VIEWING DATA SUPPLEMENT TO THE PRIVACY POLICY
Viewing Data -- Overview
Like many internet-connected TVs, VIZIO Smart TVs or other display units are equipped with Automated Content Recognition (ACR) technology that (when enabled) is able to use video and audio data to recognize what is playing on the TV and send information back to VIZIO about what is showing (“Viewing Data”).
This feature was formerly called “Smart Interactivity,” but we are referring to the feature in our policies and settings today and in the future as “VIEWING DATA.”You have the option to turn this feature off at any time directly from the Settings menu of your TV or video display.Viewing Data will only be collected from units that choose to “AGREE” to collection and use of Viewing Data. Thereafter, at that time, and any time after, you will have the option to change the setting for the ACR feature/Viewing Data collection off or on. Disabling Viewing Data will not, however, affect or limit Activity Data collection through the SmartCast Product. Reminder for SmartCast Product users: Viewing Data may be combined and associated with a myVIZIO account name if you create one or link to it. Please review the SmartCast Supplement for further information.The information we collect about what is playing on the TV or video display will be used by VIZIO in the aggregate to help improve the design of our products, software and services, and by media companies and advertisers to gain insights at a summary level about programming and ad effectiveness.Viewing Data may also be used to tailor the ads or content you see on devices that share the same IP address as the VIZIO device.VIZIO’s data partners are sometimes authorized to enhance Viewing Data with household demographic data and other online and offline data (e.g. purchases, location, and other consumer behaviors they have separately collected, including on devices also associated with the same IP Address as the VIZIO products).

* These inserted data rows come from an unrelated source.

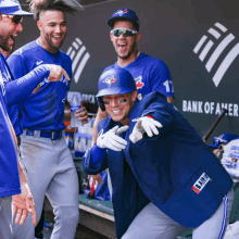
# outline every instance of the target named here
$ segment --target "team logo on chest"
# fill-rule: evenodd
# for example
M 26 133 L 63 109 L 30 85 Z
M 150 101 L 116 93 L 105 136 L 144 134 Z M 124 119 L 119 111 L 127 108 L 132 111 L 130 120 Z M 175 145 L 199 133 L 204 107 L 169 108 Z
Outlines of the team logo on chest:
M 206 175 L 205 173 L 203 173 L 199 179 L 194 183 L 194 185 L 191 187 L 191 189 L 196 192 L 196 193 L 200 193 L 202 191 L 202 189 L 206 186 L 206 184 L 212 180 L 209 175 Z
M 142 76 L 135 78 L 135 80 L 137 89 L 141 89 L 144 86 L 144 83 L 142 83 Z
M 116 81 L 116 79 L 114 78 L 114 76 L 108 77 L 106 79 L 103 80 L 103 83 L 108 84 L 108 87 L 109 87 L 109 88 L 110 88 L 111 85 L 112 85 L 113 83 L 115 83 L 115 81 Z

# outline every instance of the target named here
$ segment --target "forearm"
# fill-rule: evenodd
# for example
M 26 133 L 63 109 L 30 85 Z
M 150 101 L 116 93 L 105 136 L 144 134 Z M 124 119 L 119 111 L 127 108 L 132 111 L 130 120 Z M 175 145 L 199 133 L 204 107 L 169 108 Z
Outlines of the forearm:
M 98 138 L 98 124 L 100 123 L 100 121 L 106 117 L 108 117 L 108 113 L 101 111 L 101 109 L 99 108 L 97 117 L 93 123 L 92 146 L 97 142 L 97 138 Z
M 25 76 L 8 83 L 5 85 L 8 106 L 16 104 L 28 97 L 49 74 L 50 70 L 45 65 L 40 65 Z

By now it’s no surprise to anyone that smart TVs collect this information, and even your headphones aren’t immune. I didn’t expect my damn sound bar to be spying on me, though.

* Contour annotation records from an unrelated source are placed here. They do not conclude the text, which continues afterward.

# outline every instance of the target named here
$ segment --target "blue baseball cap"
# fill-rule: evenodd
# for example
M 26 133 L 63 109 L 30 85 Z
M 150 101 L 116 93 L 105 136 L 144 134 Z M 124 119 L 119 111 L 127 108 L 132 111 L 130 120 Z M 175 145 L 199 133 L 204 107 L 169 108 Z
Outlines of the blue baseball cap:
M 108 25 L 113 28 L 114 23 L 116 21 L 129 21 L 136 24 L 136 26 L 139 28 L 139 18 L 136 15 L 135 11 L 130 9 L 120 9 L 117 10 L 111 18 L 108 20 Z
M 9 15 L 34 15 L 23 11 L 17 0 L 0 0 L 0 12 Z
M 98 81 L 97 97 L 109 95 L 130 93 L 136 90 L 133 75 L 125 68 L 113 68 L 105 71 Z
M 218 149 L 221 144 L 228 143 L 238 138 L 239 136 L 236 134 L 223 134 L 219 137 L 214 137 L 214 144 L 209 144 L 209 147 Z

To be fair, Vizio clearly states in their privacy policy what data they collect, and what they do with it.
However.
I’m one of those people that reads the privacy policies of every app they install, and every service they use or sign up for. I never would have agreed to this privacy policy or clicked ‘AGREE’ on anything. How did this happen? Two possibilities exist:
I agreed to this without realizing it.
The sound bar is communicating without my consent.
The first option is highly unlikely. I’m a pretty shrewd customer, as they say, and don’t blindly click ‘agree’ or ‘accept’ on anything. Though, I am human, and thusly won’t rule out the possibility that a privacy policy got snuck in somewhere without my noticing.
As for the second? Impossible to tell, as the outbound stream is encrypted.
What is my sound bar sending? I have no idea. According to their privacy policy, which has other sections that are at least as disturbing as the above (including the personalization of your data should be be foolish enough to have and sign in to their SmartCast app with a Google or Facebook account), it could be anything and everything around my viewing habits.
Of deeper concern, however, is what this means for the average user. I’m not the mostly technically savvy of users, but I’m more so than others at least, and if my paranoid self was unwitting, how are most people supposed to protect themselves against this?